Authors: Paddy Ashdown
A decade or so later, when I was Leader of the Party, I was to discover that, it is not necessary for a Party to love its Leader (think Blair) – to respect him or her is enough. But it
is
necessary for a Leader to love his or her Party – otherwise why would you put up with all that hassle?
My love affair with the Liberal Party and its successor, the Liberal Democrats, began during these months. It was greatly reinforced by travelling to Llandudno in September to attend my first Party Conference (we knew them as Assemblies in the old Liberal Party). This was David Steel’s first Party Conference as Leader, too, and I still remember being electrified by his speech. He said that being a Liberal was not good enough if you rejected the possibility of influencing events by working with others. He had to fight against a very strong reaction from, among others, the Young Liberals. But his speech – in my view one of his very best: courageous, cogent, passionate – won the day and paved the way for the Lib–Lab Pact in the following year.

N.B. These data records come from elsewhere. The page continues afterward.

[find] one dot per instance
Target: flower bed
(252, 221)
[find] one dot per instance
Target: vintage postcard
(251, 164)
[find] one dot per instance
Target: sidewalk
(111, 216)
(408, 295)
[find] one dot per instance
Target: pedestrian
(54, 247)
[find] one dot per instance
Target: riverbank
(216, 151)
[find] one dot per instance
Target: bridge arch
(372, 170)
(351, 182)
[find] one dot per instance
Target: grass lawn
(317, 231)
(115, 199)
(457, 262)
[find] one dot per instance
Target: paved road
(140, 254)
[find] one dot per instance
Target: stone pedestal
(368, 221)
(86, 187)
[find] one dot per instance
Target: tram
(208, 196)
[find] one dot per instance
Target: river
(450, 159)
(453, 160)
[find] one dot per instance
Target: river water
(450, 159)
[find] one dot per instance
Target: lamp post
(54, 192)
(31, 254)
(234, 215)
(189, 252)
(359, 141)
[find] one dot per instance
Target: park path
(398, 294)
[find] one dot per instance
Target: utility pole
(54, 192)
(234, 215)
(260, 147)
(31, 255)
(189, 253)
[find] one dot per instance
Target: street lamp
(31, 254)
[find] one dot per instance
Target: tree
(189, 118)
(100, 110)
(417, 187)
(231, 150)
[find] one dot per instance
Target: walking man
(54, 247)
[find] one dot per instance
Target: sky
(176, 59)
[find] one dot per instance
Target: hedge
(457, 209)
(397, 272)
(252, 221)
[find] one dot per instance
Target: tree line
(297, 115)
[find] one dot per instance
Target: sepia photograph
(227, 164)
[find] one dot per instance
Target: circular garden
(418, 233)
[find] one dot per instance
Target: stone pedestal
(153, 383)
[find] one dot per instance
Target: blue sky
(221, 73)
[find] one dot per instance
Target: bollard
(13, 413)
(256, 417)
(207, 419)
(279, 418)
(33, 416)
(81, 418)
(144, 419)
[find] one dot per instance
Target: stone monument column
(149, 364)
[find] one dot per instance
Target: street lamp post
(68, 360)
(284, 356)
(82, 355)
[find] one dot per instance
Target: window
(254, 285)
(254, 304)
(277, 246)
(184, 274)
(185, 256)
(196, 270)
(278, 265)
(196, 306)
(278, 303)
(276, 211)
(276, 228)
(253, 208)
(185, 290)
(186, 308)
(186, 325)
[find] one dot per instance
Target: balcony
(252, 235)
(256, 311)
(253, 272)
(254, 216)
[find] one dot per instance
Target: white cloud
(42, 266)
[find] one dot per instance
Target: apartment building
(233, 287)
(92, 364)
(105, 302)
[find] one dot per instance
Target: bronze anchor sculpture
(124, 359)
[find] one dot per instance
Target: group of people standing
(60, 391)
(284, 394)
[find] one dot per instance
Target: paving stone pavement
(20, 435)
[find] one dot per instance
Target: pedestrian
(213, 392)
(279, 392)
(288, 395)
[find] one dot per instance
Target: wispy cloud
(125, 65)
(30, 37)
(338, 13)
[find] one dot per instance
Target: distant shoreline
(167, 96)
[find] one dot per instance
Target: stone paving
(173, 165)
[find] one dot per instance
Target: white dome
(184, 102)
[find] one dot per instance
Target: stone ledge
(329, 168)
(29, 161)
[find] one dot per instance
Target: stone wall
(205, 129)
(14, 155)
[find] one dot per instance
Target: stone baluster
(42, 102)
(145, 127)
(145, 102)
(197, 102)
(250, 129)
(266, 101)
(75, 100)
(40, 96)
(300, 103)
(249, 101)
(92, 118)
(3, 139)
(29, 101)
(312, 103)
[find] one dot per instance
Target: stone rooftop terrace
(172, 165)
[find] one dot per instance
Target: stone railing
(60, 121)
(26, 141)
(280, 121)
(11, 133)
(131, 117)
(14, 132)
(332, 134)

Twenty years later, as his successor, I was to face the same choice between purity and power, and to face, too, the same opposition from those in the Party who believed we should only allow ourselves to be sullied by power when we had it on our terms, on the basis of an outright majority. It seems to me that every leader of Britain’s liberal third force, if they are successful, has to face this dilemma sooner or later, and has to find their own way of playing the cards dealt them by our political system. Jo Grimond understood that; Jeremy Thorpe had to deal with it; David Steel had to face it, and so did I. And so will, I believe (and hope), our present Leader, Nick Clegg. Precisely how the cards are played depends on what the circumstances and the choices are. And these will always be different. But in the end the consequences of success in growing the Party and its support are that this is a hand that must eventually be played and cannot be avoided.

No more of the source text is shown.